The frequency of interactions, the regularity of outcomes and the linearity of hierarchies all vary widely between and within species. In some species, there are well-defined dominance hierarchies in both sexes and subordinate individuals seldom win encounters with competitors of higher rank, as in baboons or spotted hyenas (Silk, 1993; East & Hofer, 2010). In others, an individual’s rank depends on location: for example, in red deer, the relative dominance of females is affected by whether or not they are within their usual range (Thouless & Guinness, 1986). Finally, in a few species, there is no regular pattern in the
outcome of aggressive interactions between adult female group members. For example, selleckchem lionesses commonly threaten pride-mates
feeding on the same kill, but individuals are seldom displaced from their feeding sites and there are no marked differences in the frequency with which individuals give and receive threats (Packer, Pusey & Eberly, 2001). Similarly, in Kalahari meerkats, foraging females usually respect each other’s access to feeding sites and seldom contest access to feeding sites, though the most dominant female in each group occasionally displaces subordinates (Kutsukake & Clutton-Brock, 2006a). The reasons for variation in the consistency of dominance relationships between females are uncertain.
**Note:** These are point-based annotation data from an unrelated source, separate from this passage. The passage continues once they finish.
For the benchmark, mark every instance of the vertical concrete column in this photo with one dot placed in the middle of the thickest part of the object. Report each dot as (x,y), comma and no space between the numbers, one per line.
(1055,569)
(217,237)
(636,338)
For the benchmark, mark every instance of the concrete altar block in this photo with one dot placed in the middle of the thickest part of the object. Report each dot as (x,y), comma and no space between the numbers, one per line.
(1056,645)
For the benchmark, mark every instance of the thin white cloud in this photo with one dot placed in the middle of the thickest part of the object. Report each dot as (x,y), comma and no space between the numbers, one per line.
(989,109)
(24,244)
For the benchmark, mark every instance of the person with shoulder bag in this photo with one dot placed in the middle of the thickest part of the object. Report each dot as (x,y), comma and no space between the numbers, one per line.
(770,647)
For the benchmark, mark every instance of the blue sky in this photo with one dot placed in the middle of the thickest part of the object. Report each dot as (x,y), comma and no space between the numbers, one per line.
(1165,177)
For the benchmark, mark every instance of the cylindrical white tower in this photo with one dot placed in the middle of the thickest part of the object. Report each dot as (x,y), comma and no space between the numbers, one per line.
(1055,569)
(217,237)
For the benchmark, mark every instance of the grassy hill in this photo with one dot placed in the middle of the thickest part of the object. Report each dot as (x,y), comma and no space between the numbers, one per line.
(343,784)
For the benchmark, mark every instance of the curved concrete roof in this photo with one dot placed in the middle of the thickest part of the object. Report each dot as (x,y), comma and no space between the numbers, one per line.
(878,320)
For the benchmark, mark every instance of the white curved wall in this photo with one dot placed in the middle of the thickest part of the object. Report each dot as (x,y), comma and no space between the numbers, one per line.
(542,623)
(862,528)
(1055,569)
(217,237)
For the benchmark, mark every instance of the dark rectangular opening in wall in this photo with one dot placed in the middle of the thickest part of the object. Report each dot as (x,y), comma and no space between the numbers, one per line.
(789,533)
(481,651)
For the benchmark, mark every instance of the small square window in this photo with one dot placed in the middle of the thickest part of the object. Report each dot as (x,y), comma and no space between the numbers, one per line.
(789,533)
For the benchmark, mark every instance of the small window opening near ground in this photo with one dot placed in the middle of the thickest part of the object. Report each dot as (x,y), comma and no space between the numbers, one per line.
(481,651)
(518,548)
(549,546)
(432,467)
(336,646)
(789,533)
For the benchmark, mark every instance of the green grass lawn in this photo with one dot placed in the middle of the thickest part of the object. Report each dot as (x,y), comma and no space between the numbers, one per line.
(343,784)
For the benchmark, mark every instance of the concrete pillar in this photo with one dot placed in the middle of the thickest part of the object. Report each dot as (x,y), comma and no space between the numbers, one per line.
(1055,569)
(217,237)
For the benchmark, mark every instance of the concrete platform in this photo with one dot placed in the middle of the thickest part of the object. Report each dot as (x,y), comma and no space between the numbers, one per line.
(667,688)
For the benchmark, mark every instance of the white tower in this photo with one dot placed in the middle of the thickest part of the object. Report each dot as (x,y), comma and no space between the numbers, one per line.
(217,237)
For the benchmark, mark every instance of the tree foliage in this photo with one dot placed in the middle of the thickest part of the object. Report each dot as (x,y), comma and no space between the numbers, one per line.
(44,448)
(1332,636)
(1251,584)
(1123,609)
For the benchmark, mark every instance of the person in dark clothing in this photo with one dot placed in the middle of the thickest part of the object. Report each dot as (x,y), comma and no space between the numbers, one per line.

Contrasts in the regularity and stability of hierarchies have been most extensively studied in primates (Rowell, 1974; Bernstein, 1981) where Erlotinib in vivo it has been suggested that the presence of strong linear hierarchies in females is associated with reliance on foods that are distributed in patches of high value and with intense direct competition between group members for resources (Wrangham, 1980; Sterck, Watts & van Schaik, 1997). Some intraspecific comparisons support this suggestion. For example, in one population of savannah baboons
where resources were concentrated, competitive interactions were common, dominance relationships were well developed and affected rates of food intake of while, in a second population where resources were widely dispersed, competitive interactions were less frequent and dominance relations were inconsistent and coalitions did not occur (Barton & Whiten, 1993; Barton, Byrne & Whiten, 1996). However, the quantitative comparisons of hierarchies across samples of populations, which would be needed to test this prediction, are not yet available (Clutton-Brock & Janson, 2012). It is also unclear whether there is any consistent association between food distribution and hierarchical behaviour at the species level (Clutton-Brock & Janson, 2012).